Our trip has officially begun. We made it passed security successfully without any issues, and we are in the terminal. Now we wait. There are only girls on this trip…I usually get along with guys better than I do with girls. I don’t know how long I can tolerate all of this estrogen. Wish me luck.

Things I’ve learned so far:
-props to Air France for having amazing food
-airplane bathroom sink water…..just don’t.
-cute foreign boys don’t always have cute personalities
-Most (actually all) French guys look gay. Sorry, but it’s true. (Hahahaha our flight attendant is actually gay. Thanks Pierre.)
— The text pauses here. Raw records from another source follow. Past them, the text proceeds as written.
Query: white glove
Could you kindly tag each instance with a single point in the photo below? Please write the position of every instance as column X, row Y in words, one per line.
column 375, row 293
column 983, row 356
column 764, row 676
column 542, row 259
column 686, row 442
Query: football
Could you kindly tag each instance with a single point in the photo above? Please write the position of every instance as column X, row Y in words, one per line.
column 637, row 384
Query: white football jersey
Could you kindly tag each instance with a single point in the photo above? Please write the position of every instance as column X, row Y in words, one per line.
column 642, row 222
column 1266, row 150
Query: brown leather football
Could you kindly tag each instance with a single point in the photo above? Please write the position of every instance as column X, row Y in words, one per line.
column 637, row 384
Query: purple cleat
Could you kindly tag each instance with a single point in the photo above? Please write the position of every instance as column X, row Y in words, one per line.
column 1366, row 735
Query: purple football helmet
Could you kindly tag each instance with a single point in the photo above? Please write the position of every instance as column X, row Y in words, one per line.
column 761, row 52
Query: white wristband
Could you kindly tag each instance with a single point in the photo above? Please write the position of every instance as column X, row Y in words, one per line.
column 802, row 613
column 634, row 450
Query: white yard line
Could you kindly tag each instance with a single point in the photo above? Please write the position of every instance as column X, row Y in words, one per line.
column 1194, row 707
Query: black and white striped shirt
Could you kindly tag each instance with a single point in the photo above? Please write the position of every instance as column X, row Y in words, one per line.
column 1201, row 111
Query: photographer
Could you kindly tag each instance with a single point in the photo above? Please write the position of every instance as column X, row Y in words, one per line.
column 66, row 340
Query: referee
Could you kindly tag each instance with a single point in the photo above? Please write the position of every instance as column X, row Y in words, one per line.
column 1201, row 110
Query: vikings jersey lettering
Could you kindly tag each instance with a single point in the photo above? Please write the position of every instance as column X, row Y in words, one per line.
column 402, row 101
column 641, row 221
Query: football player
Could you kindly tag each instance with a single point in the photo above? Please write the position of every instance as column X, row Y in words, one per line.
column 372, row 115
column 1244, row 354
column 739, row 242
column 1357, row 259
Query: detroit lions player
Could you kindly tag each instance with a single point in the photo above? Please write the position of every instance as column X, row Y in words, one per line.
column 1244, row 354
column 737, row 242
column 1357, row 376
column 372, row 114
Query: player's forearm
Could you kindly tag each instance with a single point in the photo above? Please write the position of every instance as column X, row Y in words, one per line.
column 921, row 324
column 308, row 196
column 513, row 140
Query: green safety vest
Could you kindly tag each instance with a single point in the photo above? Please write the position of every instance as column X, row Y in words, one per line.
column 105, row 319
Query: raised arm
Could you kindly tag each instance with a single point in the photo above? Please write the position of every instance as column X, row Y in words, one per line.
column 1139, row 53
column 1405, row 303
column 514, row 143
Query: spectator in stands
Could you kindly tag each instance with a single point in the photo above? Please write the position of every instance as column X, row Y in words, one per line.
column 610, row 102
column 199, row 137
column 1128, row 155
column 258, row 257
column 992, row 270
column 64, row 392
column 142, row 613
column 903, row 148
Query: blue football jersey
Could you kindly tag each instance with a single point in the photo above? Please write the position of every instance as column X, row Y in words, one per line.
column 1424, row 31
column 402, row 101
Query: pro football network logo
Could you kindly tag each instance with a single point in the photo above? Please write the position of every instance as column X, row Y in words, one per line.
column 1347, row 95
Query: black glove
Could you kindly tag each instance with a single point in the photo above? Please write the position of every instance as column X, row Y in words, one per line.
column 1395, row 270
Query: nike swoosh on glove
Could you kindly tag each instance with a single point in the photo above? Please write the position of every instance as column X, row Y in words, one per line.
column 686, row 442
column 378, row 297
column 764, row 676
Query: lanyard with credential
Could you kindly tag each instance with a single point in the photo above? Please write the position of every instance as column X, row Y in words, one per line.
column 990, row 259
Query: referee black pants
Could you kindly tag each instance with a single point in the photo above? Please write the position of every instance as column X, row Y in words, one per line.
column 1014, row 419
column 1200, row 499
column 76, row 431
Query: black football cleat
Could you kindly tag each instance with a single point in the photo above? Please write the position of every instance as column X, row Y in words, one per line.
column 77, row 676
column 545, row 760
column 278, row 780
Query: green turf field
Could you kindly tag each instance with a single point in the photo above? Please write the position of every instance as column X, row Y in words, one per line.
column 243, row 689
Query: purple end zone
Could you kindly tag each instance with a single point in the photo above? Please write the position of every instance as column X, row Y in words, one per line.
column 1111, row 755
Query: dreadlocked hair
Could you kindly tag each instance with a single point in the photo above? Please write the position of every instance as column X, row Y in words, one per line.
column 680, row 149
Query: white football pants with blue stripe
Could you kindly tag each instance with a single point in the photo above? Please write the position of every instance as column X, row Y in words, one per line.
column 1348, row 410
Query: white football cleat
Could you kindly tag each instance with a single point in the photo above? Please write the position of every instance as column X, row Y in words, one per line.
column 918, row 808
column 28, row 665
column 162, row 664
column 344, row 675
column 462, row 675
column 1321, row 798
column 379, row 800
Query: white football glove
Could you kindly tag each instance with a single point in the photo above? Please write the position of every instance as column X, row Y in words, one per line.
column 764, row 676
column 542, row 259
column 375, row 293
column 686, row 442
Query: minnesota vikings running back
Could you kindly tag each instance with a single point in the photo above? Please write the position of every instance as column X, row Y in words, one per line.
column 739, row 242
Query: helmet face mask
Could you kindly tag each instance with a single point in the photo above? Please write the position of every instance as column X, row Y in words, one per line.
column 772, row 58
-If you’re the one with the sleeping pills, get ready to have a lot of new best friends
-do not use airplane complementary blankets/pillows UNLESS they are wrapped in plastic. Especially stay away from your pillow if it has gross brown stains on it. I’m not even going to go there.
-On the tv in front of you, please press on music and go to “French Favorites”. You will laugh. Guaranteed.
-LITTLE BABIES DO NOT BELONG ON AIRPLANES!!!! We have two little boogers within a 20 feet radius and that is precisely why I am blogging right now and NOT sleeping.
-On long trips you always need boys for 2 reasons- to carry your stuff and to have a shoulder to sleep on (told you you should’ve come Ryley)
-People smell
-When a flight attendant repeats “go back to your seats and sit down” about 5 times while staring right at you, assume he is talking to you and obey. Without a smirk on your face.
-The Adjustment Bureau= watch it.
- I cannot sleep in any position on a plane- knees up, legs up, face up, backwards forwards or sideways
-I don’t like when people touch me
-I have a low tolerance for incompetent people
-airplane coffee is just as good as my dad’s. Sorry daddy.

Random thoughts: Does North Korea have an airport? And do babies have to buy a ticket to fly?